Well, it comes from the fact that the Planck mass, [itex]m_{Pl}[/itex] is DEFINED to be = [itex]\hbar c/ G[/itex], which basically comes from first principle. The thing is, everything besides G cancels out, so you basically get G = G, which gives you nothing.

The expression for the Planck mass can be found on its wikipedia page. I am unsure as to the source of this article. I do not know if it was published in a journal.

 

[pervect]

I managed to trace this to "third prize winner in the FQXi" essay contest.

I'm not familiar with FQXi, and I tend to be suspicious of sources I'm not familiar with.

A quick check into the author, Hossenfelder, shows they have some publication history in reputable journals (Physics Letters, for example).

My thoughts - overall I agree with the author's summay

I have argued that the fundamental theory can be neither classical nor quantized, but that quantization may be a phase that results from spontaneous symmetry breaking. Needless to say, this proposal is presently very speculative and immature.

And I think the idea is interesting and genuine, but needs more development (hence the publication in a rather off-the-beaten-track source. This is a bit of a red flag, but from my perspective the article doesn't seem obviously silly (unlike a lot of ideas one sees in off-the-beaten track journals). But I'm not terribly familiar with more than the basics of QM, so I can't say that someone more familiar wouldn't see flaws I don't.

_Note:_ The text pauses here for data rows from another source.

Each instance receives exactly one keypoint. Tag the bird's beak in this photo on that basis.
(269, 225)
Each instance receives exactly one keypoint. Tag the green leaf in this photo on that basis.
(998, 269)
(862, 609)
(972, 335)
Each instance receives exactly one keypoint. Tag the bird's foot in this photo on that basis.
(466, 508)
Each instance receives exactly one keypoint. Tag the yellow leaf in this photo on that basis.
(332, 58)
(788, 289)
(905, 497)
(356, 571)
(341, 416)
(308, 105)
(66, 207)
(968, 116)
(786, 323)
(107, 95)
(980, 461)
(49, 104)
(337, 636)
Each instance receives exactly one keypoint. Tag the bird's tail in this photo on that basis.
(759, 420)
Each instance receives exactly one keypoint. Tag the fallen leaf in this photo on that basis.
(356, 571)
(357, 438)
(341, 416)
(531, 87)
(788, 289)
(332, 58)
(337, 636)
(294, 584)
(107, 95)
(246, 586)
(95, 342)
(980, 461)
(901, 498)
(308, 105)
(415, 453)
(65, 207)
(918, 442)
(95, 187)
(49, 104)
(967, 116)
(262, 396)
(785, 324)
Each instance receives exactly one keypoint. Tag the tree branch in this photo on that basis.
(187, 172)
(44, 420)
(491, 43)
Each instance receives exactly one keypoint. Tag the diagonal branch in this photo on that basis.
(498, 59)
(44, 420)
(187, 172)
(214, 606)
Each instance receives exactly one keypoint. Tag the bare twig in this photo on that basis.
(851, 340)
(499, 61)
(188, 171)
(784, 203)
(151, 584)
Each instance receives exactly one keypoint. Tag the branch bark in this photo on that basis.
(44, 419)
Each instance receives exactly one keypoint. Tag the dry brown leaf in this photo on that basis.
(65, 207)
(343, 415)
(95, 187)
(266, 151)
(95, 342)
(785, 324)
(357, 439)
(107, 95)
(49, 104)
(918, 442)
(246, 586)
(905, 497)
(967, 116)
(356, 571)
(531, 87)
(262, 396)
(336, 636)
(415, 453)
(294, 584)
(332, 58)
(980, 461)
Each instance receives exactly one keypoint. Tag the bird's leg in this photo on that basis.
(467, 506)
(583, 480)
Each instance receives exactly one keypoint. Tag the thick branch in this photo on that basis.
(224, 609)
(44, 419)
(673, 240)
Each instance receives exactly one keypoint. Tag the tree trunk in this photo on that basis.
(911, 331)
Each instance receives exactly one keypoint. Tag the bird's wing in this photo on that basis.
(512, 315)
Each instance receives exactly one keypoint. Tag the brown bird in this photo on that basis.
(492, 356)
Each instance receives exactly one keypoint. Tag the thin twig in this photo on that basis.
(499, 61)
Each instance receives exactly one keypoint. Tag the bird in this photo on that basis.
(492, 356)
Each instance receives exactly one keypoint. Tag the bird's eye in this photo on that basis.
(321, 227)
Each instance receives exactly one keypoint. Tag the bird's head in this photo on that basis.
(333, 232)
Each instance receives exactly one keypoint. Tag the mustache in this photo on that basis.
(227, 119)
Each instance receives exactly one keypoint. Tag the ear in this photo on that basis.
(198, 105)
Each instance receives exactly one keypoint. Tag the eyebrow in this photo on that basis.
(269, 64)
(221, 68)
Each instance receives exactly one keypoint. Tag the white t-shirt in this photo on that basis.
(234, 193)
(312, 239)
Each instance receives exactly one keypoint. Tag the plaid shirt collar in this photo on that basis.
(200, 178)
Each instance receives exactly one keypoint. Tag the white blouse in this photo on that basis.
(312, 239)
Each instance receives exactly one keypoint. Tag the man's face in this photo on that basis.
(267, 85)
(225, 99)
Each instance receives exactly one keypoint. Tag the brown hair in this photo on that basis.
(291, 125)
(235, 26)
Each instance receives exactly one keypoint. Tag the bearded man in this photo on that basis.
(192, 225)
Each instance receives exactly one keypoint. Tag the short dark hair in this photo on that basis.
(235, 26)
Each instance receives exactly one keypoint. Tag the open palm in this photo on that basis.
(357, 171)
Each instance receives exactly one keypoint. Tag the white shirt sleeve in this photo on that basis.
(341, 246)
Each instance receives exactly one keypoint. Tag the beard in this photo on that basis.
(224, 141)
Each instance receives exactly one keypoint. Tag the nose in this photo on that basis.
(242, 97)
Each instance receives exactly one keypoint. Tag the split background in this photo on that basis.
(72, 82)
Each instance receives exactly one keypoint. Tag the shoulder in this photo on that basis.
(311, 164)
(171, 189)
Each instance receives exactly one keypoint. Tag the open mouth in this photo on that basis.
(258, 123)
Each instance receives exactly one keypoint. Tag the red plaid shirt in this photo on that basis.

I do give the author credit for fairly representing the status of the idea - it's apparently an idea he/she has been trying to work on to "beat into shape".

 

[kloptok]

The paper is discussed in this thread: https://www.physicsforums.com/showthread.php?t=632220

My personal feeling is that the author is serious and respected, and far from a crackpot. She also has a blog which you can find at http://backreaction.blogspot.se/

 

[cosmik debris]

The paper is discussed in this thread: https://www.physicsforums.com/showthread.php?t=632220

My personal feeling is that the author is serious and respected, and far from a crackpot. She also has a blog which you can find at http://backreaction.blogspot.se/

I agree with this, Bee, as she is sometimes known, is far from being a crackpot, as well as her excellent blog she has posted on this site.